The logical flow diagram for this methodology will be like this, [assume table-a is outer-joined with table-b. So, table-a is the parent table & table-b is the child table]
PHASE-I (Sorting)
Read the records from table-a
Sort the retrieved required records of table-a by the join_key
(which is nothing but the column(s) used for joining these two tables)
Dump into temp_a (assume logically that temp_a is just a temporary
memory space to hold this sorted data of table-a)
Read the records from table-b
Sort the retrieved required records of table-b by the same join_key
Dump into temp_b
PHASE-II (Merging)
read 1st record from temp_a
read 1st record from temp_b
while [NOT End Of Record] on temp_a and temp_b
loop
if ( temp_a.join_key = temp_b.join_key )
then output joined record and return the value for all the column(s) mentioned
in both the tables
elsif ( temp_a.join_key < temp_b.join_key )
then also output the joined record but return the value for all table-a’s
column(s) mentioned in the query & NULL for all table-b’s column(s)
mentioned in the query
elsif ( temp_a.join_key > temp_b.join_key )
then don’t output the record
(Note: If there is only one record in temp_a [which is a parent table] then
return that record of temp_a & NULL for all table-b’s
column(s) mentioned in the query. This is an exception.)
end if
if ( temp_a.join_key = temp_b.join_key )
then read the next record in temp_a
(Note: If there are multiple records for the same join_key in temp_b
[which is a child table], then all the records in temp_b for a join_key
value should be joined with all the records in temp_a for the same
join_key value.
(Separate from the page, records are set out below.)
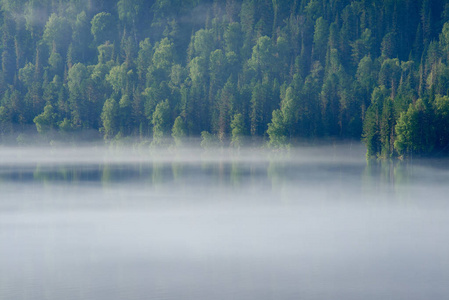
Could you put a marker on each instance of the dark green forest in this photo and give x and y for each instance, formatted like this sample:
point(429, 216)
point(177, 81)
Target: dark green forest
point(275, 71)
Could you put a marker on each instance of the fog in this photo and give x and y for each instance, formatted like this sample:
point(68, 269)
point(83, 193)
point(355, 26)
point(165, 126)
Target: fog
point(95, 222)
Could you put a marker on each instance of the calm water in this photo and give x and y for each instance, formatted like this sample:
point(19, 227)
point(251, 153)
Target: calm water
point(317, 223)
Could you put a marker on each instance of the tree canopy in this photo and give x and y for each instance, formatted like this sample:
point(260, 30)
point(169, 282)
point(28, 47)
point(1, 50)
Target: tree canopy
point(237, 70)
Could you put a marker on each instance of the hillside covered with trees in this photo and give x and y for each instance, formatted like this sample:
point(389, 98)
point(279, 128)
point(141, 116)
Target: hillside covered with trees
point(275, 70)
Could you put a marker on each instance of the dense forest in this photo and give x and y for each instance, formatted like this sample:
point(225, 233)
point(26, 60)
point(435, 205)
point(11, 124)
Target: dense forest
point(279, 71)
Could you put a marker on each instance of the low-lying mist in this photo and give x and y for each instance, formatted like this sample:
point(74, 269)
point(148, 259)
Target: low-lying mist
point(140, 222)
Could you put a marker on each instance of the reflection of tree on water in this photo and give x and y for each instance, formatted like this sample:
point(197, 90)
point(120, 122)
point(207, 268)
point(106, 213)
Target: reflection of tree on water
point(388, 177)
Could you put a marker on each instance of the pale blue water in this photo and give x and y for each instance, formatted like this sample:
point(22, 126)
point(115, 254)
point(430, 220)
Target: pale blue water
point(317, 223)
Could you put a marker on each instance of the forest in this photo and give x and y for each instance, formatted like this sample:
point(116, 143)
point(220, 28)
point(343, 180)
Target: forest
point(232, 72)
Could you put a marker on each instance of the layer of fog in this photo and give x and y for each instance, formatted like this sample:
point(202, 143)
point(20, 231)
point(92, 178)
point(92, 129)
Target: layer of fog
point(140, 223)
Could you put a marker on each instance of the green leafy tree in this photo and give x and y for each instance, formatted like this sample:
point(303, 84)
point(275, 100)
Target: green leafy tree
point(239, 131)
point(161, 123)
point(103, 27)
point(179, 131)
point(46, 121)
point(110, 118)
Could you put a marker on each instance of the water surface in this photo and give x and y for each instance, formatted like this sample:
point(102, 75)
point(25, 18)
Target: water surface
point(135, 223)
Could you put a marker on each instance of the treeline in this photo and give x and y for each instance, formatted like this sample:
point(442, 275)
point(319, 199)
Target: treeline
point(277, 70)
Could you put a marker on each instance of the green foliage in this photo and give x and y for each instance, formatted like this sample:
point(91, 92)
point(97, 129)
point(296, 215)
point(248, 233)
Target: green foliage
point(109, 118)
point(279, 70)
point(103, 27)
point(46, 120)
point(209, 140)
point(161, 123)
point(238, 132)
point(179, 131)
point(277, 130)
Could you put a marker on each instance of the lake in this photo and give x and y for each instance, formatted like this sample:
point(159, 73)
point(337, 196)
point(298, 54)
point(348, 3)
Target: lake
point(93, 222)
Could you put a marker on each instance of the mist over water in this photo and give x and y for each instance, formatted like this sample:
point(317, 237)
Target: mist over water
point(133, 223)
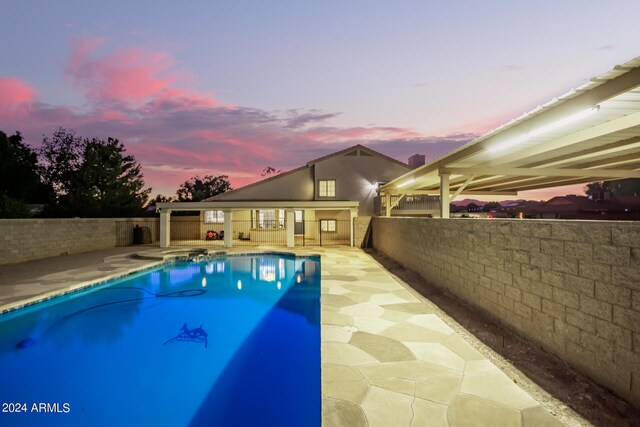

So, consider for the same join_key value, if n records
are in table-a & m records are in table-b, then the total number of
iteration it suppose to do for this join_key value should be equal
to n*m)
elsif ( temp_a.join_key < temp_b.join_key )
then read the next record in temp_a
elsif ( temp_a.join_key > temp_b.join_key )
then read the record(s) in temp_b till temp_b.join_key >= temp_a.join_key
end if
end loop
LITTLE-KNOWN FACTS TO BE REMEMBERED:
· /*+ USE_MERGE(<<table-1>> <<table-2>>) */ is the hint that can be used to impose this sort merge outer join.
· It is completely untrue that Sort Merge Outer join does only TABLE ACCESS FULL on both the tables because in some cases, it will access the index table also but only if that cost is less.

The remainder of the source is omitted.